In dating, we all have our list of relationship deal breakers. For example, perhaps an unemployed smoker who hates dogs and never wants kids wouldn’t make the cut for you. Like it or not, everyone’s got their non-negotiables when it comes to choosing a partner. And, choosing education is not all that different. Members can be very particular when it comes to the content they prefer, so by avoiding common programming pitfalls, your learners will fall in love with your courses and keep coming back for more.
In our 2018 Member Education and Career Development Report, we asked those who rated a program “Fair” or “Poor” to indicate why the program didn’t make the grade. Here’s what they told us:
As we can see in the figure, missing the mark on content makes up the top three reasons for dissatisfaction. Let’s look at some tips for addressing these issues.
Content was not engaging: We all know there are certain topics that are inherently dry, so finding ways to keep your learners engaged, especially when they’re watching the program virtually, can be difficult. The key is to incorporate interactive elements to maintain the learner’s attention. Weave in polling questions throughout the program. Offer a chat option for attendees to engage with one another and comment on what they’re learning. Ensure the in-person speaker has access to the virtual Q&A, so the online audience can get feedback in real time.
Content was not specific enough: Within certain verticals, for example continuing education for legal professionals, it can be very difficult to produce content that meets the needs of every member. This fact doesn’t change learner expectations however, as in today’s world people expect personalized content curated just for them. The first step to eliminating this criticism is to better understand what specifics are missing from your program. It’s crucial to survey your audience and mine the data for content gaps, so you can meet the needs of more member segments. In the end, it may not make sense to deliver a day-long program on a niche topic, but you can ask your subject matter expert to incorporate a small section on a particular topic, which you could then offer as a nano-course.
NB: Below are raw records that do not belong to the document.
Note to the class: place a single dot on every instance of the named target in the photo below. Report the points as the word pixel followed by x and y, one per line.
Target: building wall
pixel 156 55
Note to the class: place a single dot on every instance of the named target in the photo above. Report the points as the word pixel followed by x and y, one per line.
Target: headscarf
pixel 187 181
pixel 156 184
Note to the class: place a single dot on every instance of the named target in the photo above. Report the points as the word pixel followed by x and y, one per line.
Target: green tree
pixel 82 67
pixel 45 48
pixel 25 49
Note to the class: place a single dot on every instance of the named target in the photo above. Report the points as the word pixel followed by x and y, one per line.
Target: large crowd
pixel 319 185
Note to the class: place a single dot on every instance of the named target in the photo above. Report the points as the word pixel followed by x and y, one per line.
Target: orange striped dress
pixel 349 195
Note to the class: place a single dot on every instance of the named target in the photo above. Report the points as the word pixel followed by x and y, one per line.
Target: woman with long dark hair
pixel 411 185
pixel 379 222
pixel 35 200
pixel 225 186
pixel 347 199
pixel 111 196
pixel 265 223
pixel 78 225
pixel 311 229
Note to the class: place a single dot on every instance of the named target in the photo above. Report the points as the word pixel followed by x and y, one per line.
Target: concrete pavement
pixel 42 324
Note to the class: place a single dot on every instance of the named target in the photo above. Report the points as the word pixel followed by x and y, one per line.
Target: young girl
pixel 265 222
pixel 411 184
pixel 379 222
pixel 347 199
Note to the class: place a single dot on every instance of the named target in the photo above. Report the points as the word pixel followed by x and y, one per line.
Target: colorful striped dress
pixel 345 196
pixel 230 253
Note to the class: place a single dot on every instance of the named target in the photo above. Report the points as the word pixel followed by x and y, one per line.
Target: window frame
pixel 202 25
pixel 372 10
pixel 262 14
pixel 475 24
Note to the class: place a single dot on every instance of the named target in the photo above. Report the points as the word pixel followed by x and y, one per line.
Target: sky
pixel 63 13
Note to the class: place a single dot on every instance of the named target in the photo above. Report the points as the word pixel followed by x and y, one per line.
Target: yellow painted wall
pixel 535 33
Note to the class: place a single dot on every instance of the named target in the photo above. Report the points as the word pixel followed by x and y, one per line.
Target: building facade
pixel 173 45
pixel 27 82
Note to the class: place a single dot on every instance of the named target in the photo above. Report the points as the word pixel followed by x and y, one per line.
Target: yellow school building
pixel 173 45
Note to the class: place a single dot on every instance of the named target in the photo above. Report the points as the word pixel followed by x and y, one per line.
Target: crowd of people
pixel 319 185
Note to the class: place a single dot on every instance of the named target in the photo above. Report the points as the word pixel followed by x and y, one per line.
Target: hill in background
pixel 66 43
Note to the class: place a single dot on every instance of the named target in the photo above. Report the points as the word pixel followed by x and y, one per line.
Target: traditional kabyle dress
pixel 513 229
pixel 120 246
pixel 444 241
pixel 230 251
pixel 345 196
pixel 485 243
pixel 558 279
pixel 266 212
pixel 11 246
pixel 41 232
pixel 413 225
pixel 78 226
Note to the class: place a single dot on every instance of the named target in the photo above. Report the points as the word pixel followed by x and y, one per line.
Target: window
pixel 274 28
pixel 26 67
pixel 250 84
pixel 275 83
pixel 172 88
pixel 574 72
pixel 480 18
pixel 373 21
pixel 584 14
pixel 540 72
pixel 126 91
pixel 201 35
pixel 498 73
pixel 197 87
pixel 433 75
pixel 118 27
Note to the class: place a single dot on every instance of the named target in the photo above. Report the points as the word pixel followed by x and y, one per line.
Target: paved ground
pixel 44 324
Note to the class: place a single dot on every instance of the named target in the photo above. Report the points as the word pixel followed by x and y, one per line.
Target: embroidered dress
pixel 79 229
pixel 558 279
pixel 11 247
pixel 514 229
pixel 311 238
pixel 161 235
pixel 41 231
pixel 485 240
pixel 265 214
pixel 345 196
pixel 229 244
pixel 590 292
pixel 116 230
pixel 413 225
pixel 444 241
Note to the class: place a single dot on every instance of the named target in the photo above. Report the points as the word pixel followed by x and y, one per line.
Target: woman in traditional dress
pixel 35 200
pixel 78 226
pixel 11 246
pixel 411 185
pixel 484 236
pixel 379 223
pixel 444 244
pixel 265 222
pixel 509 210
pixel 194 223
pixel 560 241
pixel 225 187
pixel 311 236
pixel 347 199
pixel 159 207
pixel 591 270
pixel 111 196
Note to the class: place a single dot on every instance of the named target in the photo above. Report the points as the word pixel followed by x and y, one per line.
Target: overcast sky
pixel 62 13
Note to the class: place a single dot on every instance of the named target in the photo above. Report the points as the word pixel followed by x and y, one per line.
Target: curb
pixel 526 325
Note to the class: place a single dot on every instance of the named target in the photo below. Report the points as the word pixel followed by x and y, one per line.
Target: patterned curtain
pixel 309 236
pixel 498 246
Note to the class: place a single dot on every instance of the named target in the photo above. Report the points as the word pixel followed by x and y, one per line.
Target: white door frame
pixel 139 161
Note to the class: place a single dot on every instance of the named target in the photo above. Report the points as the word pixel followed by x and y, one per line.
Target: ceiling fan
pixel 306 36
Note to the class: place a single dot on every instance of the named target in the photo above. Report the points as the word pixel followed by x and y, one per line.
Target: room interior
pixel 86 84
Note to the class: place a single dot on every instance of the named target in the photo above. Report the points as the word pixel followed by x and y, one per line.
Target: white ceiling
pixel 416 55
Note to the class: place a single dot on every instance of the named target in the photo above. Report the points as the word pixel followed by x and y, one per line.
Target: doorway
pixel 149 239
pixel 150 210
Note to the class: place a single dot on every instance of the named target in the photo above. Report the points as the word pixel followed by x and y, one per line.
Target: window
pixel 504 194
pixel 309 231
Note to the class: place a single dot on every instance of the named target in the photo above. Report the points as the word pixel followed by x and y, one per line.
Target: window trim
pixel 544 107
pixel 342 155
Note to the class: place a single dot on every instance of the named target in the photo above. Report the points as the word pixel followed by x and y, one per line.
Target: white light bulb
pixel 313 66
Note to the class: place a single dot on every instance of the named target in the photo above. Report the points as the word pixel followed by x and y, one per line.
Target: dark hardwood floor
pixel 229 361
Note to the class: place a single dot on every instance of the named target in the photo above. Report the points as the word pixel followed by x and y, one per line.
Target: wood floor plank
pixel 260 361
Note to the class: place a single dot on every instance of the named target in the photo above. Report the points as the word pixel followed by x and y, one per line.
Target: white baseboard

Program didn’t cover what was expected: This reason is all about expectation setting. When advertising your events, you want to be as specific as possible, so the audience is sure the content is a good fit. Don’t stop at including just a description, incorporate objectives or takeaways, so it is very clear what information the learner will walk away with. Members are after relevant, practical, applicable content that they can put into practice right away. If possible, also include experience level, such as beginner, intermediate, or advanced, so learners know whether the content is appropriate for them.
Don’t let learners break it off with your content because of these missteps. By delivering the courses your members love you can keep them in a committed relationship with your organization.